Investment bank Goldman Sachs announced today that it has agreed to pay about 5,100 million to end investigations by the US authorities on their sales of products backed by subprime mortgages between 2005 and 2007.
In a statement, the company said it has reached an “agreement in principle” with the authorities, whereby several open regarding their practices in the years before the financial crisis cases would be closed.
Goldman Sachs will pay for it a fine of 2.385 million dollars, 875 million paid in cash and will provide assistance to 1,800 million dollars to affected consumers in the form of debt forgiveness and refinancing.
Within this latter amount investments in construction and rehabilitation programs for affordable housing and preventing evictions, among other aids are also included.

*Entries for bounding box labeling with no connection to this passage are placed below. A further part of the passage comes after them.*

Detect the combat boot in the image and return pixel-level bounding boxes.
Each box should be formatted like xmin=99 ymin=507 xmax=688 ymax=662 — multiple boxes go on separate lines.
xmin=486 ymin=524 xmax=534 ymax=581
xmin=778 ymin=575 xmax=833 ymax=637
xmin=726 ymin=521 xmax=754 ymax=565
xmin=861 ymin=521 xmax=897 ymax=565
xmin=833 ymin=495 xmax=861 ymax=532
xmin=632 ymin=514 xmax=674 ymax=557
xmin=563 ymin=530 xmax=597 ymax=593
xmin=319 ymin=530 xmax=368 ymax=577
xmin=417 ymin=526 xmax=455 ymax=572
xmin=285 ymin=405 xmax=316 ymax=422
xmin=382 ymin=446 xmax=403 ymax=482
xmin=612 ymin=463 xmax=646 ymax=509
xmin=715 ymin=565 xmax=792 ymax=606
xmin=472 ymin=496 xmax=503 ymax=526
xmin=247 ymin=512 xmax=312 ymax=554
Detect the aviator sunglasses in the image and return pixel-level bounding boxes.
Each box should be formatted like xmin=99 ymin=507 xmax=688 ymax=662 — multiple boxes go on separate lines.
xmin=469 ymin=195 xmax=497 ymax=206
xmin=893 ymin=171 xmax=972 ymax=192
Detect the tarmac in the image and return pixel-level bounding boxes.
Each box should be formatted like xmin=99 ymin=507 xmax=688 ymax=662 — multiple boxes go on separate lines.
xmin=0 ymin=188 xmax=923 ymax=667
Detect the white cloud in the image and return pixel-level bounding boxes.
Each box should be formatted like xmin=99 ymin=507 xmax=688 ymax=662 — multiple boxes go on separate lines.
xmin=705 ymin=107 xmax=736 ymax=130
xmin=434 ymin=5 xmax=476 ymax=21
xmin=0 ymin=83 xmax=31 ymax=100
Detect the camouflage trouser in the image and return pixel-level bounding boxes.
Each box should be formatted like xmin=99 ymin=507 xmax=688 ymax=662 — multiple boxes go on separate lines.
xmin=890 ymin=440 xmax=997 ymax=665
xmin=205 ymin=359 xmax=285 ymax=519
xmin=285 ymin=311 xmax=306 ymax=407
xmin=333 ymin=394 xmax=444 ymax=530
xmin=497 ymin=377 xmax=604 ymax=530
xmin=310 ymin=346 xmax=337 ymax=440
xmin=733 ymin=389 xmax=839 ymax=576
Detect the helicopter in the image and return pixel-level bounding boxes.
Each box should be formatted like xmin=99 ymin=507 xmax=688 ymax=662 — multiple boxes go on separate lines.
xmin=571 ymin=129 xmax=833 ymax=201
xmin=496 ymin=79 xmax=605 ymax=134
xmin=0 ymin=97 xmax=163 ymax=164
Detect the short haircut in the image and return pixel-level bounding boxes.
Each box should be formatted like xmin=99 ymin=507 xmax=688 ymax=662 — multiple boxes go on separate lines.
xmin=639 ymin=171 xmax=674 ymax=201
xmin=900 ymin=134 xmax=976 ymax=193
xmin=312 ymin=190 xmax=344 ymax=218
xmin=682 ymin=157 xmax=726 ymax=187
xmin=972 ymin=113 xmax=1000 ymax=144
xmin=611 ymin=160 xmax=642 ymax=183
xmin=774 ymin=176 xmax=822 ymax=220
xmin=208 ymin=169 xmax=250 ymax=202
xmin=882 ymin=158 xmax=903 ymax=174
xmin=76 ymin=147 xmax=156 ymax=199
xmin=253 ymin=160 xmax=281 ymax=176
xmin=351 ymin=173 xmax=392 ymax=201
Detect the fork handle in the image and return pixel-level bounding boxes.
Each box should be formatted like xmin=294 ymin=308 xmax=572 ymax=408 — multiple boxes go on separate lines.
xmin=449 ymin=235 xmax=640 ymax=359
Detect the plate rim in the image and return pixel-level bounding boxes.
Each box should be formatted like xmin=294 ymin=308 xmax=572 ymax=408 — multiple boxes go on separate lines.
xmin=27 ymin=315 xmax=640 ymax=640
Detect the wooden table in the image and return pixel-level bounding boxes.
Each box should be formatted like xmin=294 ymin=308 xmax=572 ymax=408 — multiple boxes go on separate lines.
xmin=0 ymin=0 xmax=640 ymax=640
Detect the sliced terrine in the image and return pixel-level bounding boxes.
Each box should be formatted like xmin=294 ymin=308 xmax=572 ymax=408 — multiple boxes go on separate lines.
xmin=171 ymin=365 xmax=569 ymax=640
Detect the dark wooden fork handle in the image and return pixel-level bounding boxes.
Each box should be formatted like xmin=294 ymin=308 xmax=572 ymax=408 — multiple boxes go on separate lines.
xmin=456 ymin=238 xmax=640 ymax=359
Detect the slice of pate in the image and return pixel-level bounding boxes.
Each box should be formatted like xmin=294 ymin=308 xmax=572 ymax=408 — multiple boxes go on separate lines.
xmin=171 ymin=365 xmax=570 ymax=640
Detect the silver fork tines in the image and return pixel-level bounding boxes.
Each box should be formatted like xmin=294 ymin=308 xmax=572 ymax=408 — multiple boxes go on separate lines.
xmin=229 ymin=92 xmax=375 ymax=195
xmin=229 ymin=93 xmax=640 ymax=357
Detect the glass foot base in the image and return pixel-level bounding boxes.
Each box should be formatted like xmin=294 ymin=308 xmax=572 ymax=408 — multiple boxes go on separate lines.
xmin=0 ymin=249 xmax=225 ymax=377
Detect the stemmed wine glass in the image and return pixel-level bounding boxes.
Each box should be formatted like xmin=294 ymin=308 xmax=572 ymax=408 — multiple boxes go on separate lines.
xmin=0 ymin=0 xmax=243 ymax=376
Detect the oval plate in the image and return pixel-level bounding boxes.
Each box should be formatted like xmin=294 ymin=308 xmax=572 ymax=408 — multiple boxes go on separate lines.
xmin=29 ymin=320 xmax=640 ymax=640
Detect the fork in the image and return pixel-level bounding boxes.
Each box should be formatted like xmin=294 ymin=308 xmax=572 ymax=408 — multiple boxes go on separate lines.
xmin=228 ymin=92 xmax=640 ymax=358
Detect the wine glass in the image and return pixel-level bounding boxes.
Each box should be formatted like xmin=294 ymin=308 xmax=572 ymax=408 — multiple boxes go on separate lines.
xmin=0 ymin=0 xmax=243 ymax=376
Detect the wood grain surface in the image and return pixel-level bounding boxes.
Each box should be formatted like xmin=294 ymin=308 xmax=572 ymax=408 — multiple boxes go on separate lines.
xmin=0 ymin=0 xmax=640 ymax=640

The bank announced that the agreement will have a negative impact of $ 1,500 million after-tax profits in the last quarter of 2015, it plans to present this month.
Other giants of the financial sector had reached with the United States Government such arrangements in recent years.

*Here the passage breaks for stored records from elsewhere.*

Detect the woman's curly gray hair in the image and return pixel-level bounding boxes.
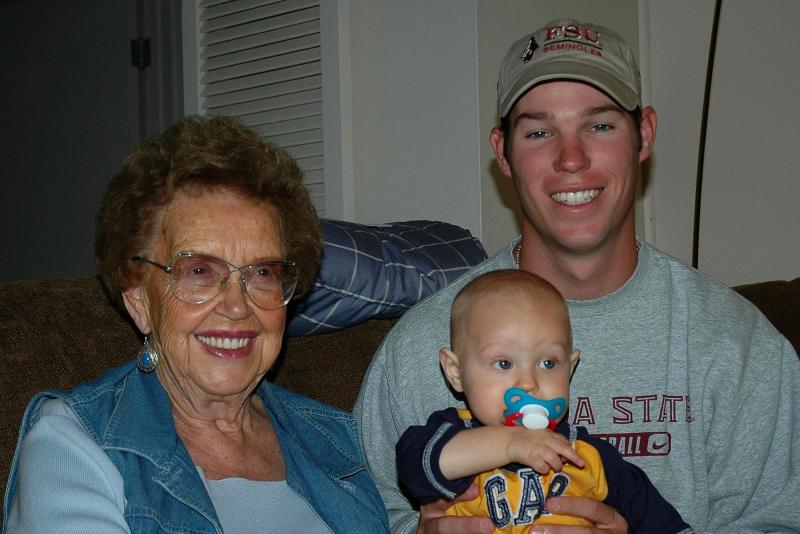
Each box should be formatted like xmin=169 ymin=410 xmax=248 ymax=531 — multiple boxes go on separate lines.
xmin=95 ymin=116 xmax=322 ymax=302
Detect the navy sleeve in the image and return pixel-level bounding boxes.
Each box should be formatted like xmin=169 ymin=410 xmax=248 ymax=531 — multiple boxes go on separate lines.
xmin=578 ymin=428 xmax=691 ymax=534
xmin=395 ymin=408 xmax=475 ymax=503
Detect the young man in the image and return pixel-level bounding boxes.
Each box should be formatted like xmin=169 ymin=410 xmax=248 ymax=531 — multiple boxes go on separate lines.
xmin=355 ymin=16 xmax=800 ymax=532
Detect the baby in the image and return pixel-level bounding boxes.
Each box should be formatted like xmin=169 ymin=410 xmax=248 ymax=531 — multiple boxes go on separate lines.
xmin=397 ymin=270 xmax=689 ymax=532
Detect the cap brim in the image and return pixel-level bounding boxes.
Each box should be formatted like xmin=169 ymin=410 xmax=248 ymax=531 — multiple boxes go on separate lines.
xmin=498 ymin=59 xmax=641 ymax=117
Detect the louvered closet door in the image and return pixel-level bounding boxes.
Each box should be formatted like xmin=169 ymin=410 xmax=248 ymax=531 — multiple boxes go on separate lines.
xmin=198 ymin=0 xmax=325 ymax=216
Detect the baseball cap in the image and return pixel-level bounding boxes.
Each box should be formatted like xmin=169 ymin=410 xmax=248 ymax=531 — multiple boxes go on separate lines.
xmin=497 ymin=19 xmax=642 ymax=117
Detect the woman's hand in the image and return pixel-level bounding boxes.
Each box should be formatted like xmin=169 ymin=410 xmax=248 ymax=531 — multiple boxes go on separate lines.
xmin=531 ymin=497 xmax=628 ymax=534
xmin=417 ymin=484 xmax=494 ymax=534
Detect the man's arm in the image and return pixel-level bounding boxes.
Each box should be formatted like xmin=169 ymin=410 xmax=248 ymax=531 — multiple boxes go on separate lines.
xmin=353 ymin=343 xmax=419 ymax=533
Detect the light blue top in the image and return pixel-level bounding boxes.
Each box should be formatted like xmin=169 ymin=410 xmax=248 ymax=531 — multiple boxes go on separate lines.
xmin=3 ymin=363 xmax=387 ymax=534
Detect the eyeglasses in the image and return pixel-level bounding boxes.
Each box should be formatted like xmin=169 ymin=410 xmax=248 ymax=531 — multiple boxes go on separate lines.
xmin=131 ymin=252 xmax=297 ymax=310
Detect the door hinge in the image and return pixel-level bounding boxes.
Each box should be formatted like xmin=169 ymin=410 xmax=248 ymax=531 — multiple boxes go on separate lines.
xmin=131 ymin=37 xmax=150 ymax=70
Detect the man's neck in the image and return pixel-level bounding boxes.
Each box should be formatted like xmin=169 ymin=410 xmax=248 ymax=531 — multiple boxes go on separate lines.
xmin=519 ymin=231 xmax=639 ymax=300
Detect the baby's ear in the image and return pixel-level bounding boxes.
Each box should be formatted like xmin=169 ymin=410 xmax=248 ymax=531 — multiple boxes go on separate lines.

Bank of America, for example, agreed in 2014 to pay a historic fine of 16,500 million dollars for his role in the marketing and sale of mortgage-backed garbage pre-crisis assets.
Meanwhile, Citigroup agreed to pay 7.000 billion and JP Morgan agreed to pay 13,000 million, also because of its bad mortgage practices.
In the case of Goldman Sachs, the pact will resolve records driven by the Justice Department, the attorneys general of the states of New York and Illinois and several organizations regarding their management of these products between 2005 and 2007.